В другом российском городе выступление пришлось прервать из-за того, что сообщили, будто здание заминировано. Зрителей быстро вывели. Никакой бомбы, естественно, не нашли. Но концерт я все равно отработал до конца. Уже на улице.

– Приездов в Россию не хватает вашей душе?

– Очень не хватает! Очень! Российская публика особенная. Я люблю для нее петь. Ладно, не будем о политике…

* * *

– Почему вы считаете, что настоящая жизнь мужчины начинается в 40 лет?

– В молодости ошибки неизбежны, не всегда удается отличать белое от черного. А к сорока уже соображаешь, что к чему, на многое смотришь иначе. У этого возраста единственный недостаток.

– Какой?

– До сорока время летит медленно. А потом так быстро, что не успеваешь оглянуться, как тебе семьдесят.

– Есть жизненный принцип, который никогда не нарушаете?

– Ненавижу мужиков, которые бегают на сторону. Да, можно влюбиться, но надо уметь себя вести. Скажи честно и уйди. Еще для меня табу – жена друга. А на московской эстраде это почему-то вошло в моду. Сходятся, разводятся, уводят друг у друга жен… Дикость!

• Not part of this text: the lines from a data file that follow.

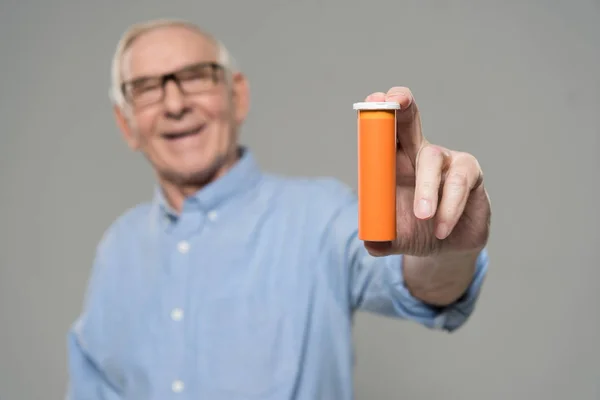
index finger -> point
(408, 121)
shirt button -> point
(177, 386)
(212, 215)
(177, 314)
(183, 247)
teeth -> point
(181, 134)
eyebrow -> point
(143, 78)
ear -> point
(128, 135)
(241, 97)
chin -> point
(199, 175)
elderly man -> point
(237, 284)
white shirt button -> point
(177, 386)
(177, 314)
(212, 215)
(183, 247)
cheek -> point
(145, 125)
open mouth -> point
(181, 134)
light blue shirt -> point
(249, 293)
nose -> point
(174, 100)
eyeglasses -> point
(192, 79)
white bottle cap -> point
(376, 105)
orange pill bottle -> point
(376, 170)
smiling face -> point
(186, 127)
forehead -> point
(165, 49)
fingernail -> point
(442, 231)
(425, 208)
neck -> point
(176, 192)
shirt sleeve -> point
(86, 380)
(376, 284)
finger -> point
(378, 249)
(408, 121)
(462, 176)
(377, 96)
(432, 161)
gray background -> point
(514, 82)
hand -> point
(441, 202)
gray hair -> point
(115, 94)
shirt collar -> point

– Зато у вас, кажется, не за горами золотая свадьба?

– В следующем году. У нас с Ирой дети, внуки, правнучка уже есть. Если не ценишь этого счастья, столько лет под одной крышей с женщиной не проживешь.

– "Грузины – порядочные, добрые и бесшабашные", – сказали вы. Когда последний раз проклинали собственную бесшабашность?

– Такое нередко происходит. Например, однажды увидел человека, который задолжал приличную сумму. Мне стало стыдно от мысли, что ему будет стыдно. И я спрятался. А деньги, между прочим, он до сих пор не вернул. Теперь, если в долг просят, говорю: "При встрече от меня за деревом не прячься! Отдашь, когда сможешь". Это я так себя успокаиваю. И все же лучше быть бесшабашным, чем уныло просчитывать каждый шаг. Я так думаю!

Вспомнился давний случай. Звонок в дверь. Открываю – стоят двое. Неприятной наружности. Один говорит: "Мы в зоне сидим под Ростовом. Вот он, – кивает на приятеля, – вырос без родителей, тетка его воспитала. На днях умерла. Начальник отпустил на похороны. Денег на обратную дорогу нет. Если вовремя не вернемся, под суд отдадут, срок намотают. Нужно ровно 80 рублей". – "Почему ко мне пришли?" Они руками всплеснули: "Вахтанг Константинович, к кому мы могли прийти в Тбилиси, как не к вам?!" И я растаял.

– Немудрено.

– Протягиваю сто рублей – отказываются: "Нет, нам 80". Долго благодарили, обронили напоследок фразу: "Гора с горой не сходится, а человек с человеком – может…" Проводил их, рассказал жене, мол, сделал доброе дело. Через несколько дней звонит ей Нани Брегвадзе: "Представляешь, пришли двое с зоны, у одного тетя умерла, 80 рублей попросили…" Ира мне протягивает трубку: "Про твоих знакомых говорят". Выяснилось, эта парочка в Тбилиси обошла меня, Брегвадзе, Отара Мегвинетухуцеси, других популярных артистов. И все с радостью отстегивали после слов: "К кому же еще мы могли прийти?!"

…Когда интервью завершилось, Кикабидзе проводил нас до калитки. А батоно Сосо вручил по футболке. С героями "Мимино" и бессмертными фразами. На одной стороне Валико Мизандари: "Ларису Ивановну хочу!" На другой – Рубик Хачикян: "Пусть подругу возьмет!"